Однако и сам Меншиков доказал своими действиями на Алме, что ему тоже не под силу выдумать порох, хотя он был и прав в глазах Николая тем, что еще месяца за два до высадки союзников просил подкрепления, думая, — как оказалось совершенно верно, — что союзники непременно нахлынут в Крым со стороны Евпатории, Долгоруков же поддерживал царя в мысли, что если десант и будет, то где-нибудь на береговой линии Кавказа.
Подкреплений просили и наместник Кавказа Воронцов, и наказной атаман донского войска Хомутов, и даже Паскевич, опасавшийся австрийцев… Нельзя было сразу стать одинаково сильным во всех пограничных пунктах…
Год назад из Севастополя Воронцову перевезли 13-ю дивизию, и она оказалась как нельзя нужнее на Кавказе, и благодаря этому одержали свои победы и Андронников и Бебутов… Если бы вовремя удалось отправить в Крым сильные подкрепления из армии Горчакова!
Николай представил себе, как ликует теперь этот ненавистный ему узурпатор французского трона, этот наглец, при одном воспоминании о котором у него тесно сжимались челюсти и кулаки и начинало гореть лицо.
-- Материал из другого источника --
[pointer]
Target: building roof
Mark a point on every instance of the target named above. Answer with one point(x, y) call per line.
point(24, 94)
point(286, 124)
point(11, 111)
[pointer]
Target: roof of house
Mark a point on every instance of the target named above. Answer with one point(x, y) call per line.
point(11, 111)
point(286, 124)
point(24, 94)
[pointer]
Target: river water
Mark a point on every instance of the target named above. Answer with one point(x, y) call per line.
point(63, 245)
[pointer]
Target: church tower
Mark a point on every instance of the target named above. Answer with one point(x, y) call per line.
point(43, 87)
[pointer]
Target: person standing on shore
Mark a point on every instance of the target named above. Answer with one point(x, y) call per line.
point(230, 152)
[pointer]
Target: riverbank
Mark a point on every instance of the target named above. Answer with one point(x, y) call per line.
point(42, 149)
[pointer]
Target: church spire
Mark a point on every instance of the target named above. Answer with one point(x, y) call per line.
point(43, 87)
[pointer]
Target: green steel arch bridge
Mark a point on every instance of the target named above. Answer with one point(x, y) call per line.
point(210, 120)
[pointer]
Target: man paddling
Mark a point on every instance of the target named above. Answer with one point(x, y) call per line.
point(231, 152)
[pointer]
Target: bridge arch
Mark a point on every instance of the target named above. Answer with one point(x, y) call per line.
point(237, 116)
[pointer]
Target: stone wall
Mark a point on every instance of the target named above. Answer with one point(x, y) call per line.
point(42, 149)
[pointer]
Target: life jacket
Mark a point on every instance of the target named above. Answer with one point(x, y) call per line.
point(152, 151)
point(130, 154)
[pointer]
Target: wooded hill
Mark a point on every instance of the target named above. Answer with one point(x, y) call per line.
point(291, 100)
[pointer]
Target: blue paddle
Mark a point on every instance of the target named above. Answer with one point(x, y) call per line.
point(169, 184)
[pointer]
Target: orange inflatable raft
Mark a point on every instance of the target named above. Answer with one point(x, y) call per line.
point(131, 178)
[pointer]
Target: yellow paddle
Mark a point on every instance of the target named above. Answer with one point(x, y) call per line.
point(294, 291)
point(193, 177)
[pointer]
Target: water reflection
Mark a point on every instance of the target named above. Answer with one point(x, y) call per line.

Королеву Викторию он помнил такою, какою видел ее десять лет назад на параде в Виндзоре, когда предлагал ей свою помощь войсками: с очень свежим длинным, северным лицом, несколько излишне чопорным, пожалуй. Впрочем, могло быть и так, что мало улыбалась она потому, что улыбка к ней как-то совсем не шла (бывают такие женщины).
Ей он не мог простить того, что она была в оживленной переписке с узурпатором и наглецом Наполеоном III, ездила в Париж, присутствовала на смотрах войск, отправлявшихся из Франции в Константинополь, — вообще гораздо более рьяно относилась к войне с ним, Николаем, чем это могла бы делать монархиня конституционного государства.
А маленького, старенького, слабоголосого лорда Джона Росселя он положительно готов был бы схватить и выбросить за окно в парк, вспоминая речь его в парламенте, направленную против него, Николая, и такую неслыханную, дерзостно резкую.
Когда во время первой в его царствование русско-турецкой войны сдался турецкой эскадре одинокий и расстрелянный небольшой русский фрегат «Рафаил», он, Николай, отдал приказ при захвате корабля у турок обратно немедленно его сжечь, чтобы смыть этим позорное пятно, наложенное его сдачей на весь Черноморский флот, и был особенно рад, что приказ неожиданно удалось выполнить Нахимову во время Синопского боя в точности: вошедший в состав турецкого флота и переименованный конечно, бывший «Рафаил» действительно сгорел от снаряда, попавшего в его крюйт-камеру, — загорелся, взорвался, перестал быть.